The existing governance process has avoided the potential for and the appearance of conflicts of interest with respect to the selection of individual investments or investment managers by maintaining a separation of roles and responsibilities.
The Regents’ Committee on Investments is responsible for oversight of the management of investments on behalf of The Regents. This involves the establishment of investment policies and oversight of the management of the assets with advice from the Investment Advisory Group.
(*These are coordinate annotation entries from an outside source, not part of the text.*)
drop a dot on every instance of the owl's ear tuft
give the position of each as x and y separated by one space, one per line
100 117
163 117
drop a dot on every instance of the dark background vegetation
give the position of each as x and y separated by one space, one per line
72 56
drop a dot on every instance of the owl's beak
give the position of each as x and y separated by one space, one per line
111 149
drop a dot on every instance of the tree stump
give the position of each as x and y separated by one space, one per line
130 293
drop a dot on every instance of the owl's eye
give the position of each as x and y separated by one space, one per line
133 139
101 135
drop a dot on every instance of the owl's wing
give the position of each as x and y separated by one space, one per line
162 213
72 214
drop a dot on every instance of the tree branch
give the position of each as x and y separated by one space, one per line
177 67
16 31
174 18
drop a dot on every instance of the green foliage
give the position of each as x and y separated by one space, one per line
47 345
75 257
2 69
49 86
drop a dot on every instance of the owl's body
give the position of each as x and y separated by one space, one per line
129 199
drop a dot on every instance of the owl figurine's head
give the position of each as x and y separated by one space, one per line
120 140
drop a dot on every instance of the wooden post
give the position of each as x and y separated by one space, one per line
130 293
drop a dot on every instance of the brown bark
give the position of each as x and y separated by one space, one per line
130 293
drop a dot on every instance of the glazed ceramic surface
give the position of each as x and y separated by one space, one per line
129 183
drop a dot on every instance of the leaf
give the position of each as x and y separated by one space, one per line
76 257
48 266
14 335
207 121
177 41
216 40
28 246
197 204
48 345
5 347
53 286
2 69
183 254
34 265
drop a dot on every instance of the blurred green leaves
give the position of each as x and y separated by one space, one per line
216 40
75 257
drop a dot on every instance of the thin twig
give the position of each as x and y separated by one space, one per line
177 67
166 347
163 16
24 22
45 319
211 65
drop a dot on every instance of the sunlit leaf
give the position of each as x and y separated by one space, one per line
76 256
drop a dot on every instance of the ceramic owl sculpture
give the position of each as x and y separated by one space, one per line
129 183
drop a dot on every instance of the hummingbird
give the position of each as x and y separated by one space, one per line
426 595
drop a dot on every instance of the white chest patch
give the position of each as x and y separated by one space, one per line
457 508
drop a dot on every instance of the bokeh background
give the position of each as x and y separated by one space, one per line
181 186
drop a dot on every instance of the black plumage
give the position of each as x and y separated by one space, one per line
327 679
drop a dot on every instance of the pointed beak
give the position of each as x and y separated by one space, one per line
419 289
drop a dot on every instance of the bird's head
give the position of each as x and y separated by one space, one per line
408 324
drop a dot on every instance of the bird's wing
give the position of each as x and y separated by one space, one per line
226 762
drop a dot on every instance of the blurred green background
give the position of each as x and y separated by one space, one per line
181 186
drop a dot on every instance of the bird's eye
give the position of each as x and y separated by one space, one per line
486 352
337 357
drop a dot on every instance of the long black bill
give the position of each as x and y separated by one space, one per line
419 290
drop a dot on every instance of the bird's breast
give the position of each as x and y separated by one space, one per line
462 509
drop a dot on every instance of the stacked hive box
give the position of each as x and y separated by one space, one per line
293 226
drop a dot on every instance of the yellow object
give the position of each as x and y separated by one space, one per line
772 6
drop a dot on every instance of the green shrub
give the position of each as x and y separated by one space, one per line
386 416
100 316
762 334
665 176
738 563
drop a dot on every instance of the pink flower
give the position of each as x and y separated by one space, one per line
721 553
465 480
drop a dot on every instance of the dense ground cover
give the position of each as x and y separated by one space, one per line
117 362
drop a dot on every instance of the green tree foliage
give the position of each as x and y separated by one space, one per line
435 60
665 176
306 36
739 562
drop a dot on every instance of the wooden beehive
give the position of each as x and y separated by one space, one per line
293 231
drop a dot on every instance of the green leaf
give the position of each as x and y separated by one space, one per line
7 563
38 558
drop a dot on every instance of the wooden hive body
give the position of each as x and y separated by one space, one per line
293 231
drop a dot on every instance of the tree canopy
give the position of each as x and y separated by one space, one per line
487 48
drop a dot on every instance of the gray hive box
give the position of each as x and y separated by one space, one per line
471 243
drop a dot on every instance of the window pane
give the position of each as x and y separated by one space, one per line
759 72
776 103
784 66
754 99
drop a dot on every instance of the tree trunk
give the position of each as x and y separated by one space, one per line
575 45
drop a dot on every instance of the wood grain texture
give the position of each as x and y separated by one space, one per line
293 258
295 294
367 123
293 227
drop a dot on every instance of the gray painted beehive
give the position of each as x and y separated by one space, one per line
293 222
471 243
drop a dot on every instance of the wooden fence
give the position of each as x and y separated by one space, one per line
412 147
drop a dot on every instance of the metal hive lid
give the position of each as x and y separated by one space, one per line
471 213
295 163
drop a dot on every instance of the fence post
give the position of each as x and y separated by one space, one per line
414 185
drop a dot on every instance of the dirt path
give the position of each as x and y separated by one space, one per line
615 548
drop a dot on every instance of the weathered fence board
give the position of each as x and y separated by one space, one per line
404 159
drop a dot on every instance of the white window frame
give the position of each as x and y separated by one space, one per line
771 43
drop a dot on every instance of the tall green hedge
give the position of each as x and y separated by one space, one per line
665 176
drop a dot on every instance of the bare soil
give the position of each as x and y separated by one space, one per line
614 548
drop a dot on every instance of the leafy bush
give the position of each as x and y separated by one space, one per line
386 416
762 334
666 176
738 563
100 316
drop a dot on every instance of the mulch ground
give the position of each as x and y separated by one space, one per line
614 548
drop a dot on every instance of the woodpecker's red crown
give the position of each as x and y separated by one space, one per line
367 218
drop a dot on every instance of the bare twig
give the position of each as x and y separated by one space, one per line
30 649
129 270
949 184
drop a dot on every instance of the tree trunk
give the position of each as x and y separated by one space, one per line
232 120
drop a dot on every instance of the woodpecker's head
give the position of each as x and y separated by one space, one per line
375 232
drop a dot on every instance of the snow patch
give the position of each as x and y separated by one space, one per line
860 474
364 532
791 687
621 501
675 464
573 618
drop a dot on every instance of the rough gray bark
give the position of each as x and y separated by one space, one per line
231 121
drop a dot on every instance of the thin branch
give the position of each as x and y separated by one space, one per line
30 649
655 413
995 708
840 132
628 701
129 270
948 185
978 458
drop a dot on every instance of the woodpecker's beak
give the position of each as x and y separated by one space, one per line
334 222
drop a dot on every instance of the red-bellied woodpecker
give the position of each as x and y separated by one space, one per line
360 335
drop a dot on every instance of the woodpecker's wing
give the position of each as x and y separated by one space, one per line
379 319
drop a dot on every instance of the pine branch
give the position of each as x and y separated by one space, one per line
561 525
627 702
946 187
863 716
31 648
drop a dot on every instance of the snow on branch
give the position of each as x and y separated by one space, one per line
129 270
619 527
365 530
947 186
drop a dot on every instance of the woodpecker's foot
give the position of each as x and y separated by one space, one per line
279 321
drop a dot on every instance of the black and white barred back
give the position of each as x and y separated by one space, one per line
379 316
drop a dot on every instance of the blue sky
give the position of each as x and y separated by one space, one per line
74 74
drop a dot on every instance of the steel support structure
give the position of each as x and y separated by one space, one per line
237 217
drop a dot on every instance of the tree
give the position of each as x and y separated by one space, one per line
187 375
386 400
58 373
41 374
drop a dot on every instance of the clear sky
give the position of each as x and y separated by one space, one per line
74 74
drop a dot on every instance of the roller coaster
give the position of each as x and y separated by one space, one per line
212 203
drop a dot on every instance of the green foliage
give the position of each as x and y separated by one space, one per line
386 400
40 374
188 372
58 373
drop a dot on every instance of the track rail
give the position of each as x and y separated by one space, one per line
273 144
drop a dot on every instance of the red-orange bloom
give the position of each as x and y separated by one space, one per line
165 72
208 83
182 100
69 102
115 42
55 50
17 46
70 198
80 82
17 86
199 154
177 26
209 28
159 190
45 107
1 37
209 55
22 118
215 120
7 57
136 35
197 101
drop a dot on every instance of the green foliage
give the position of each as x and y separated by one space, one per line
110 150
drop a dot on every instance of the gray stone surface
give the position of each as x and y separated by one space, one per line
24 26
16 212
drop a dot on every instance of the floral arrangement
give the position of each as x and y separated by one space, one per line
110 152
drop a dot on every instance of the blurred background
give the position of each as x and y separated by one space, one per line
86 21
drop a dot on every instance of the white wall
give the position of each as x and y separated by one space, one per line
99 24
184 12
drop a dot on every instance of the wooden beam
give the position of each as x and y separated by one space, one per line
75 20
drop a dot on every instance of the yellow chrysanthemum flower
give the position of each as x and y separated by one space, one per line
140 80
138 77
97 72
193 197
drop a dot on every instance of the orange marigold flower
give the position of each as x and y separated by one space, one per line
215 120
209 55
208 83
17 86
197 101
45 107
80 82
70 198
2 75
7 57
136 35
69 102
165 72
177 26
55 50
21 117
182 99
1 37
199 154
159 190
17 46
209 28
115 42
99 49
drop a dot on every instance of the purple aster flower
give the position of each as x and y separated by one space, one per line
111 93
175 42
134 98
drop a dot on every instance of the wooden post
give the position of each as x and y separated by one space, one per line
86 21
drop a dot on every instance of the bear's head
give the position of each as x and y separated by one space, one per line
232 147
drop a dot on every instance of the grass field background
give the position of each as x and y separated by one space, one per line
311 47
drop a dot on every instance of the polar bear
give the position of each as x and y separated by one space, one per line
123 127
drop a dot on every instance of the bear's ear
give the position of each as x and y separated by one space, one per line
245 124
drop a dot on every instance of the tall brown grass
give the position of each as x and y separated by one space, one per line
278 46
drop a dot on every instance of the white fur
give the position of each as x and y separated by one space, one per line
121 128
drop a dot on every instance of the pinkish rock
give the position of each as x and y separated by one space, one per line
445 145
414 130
These responsibilities include approving an asset allocation policy, performance benchmarks, risk budgets, and investment guidelines.
The Chief Investment Officer is responsible for implementing the approved investment policies and the development of investment processes and procedures for asset allocation, risk management, investment manager selection and termination, allocation, monitoring and evaluation, and the identification of management strategies that will improve the investment efficiency of the Fund assets.
Individual Regents and members of the Regents’ Investment Advisory Group (IAG) are prohibited from contacting the Chief Investment Officer, including any officer of that office, to offer advice or recommendations with respect to the selection of specific investments, investment managers, or investment management firms. The General Counsel is responsible for determining, pursuant to the following procedures, that the Chief Investment Officer’s responsibilities for selecting investment managers have been exercised free of any such prohibited efforts to influence the Chief Investment Officer. The Chief Investment Officer will advise the General Counsel if any employee of that office is contacted by a Regent or an IAG member in connection with the choice of investments, investment managers, or investment management firms. The Office of the General Counsel will then determine whether the communication was prohibited pursuant to this policy. In the event such a prohibited effort to influence the Chief Investment Officer's selection of investments, investment managers, or investment management firms is identified, the General Counsel shall immediately bring the matter to the attention of the Chair of the Regents’ Committee on Investments.
In order to maintain the highest fiduciary standards and to continue to comply with institutional investment best practices, this Policy explicitly separates the roles and responsibilities of various UC fiduciaries to ensure the continuance of sound investment practice and the protection against real or perceived conflict of interest, especially with regard to the selection of individual investments or investment managers. By separating the duties of investment policy-making and investment implementation, The Regents’ Committee on Investments has created an institutional framework to uphold the California Political Reform Act of 1974, which provides that public officials shall not make, participate in making, or influence a governmental decision in which the official has a financial interest.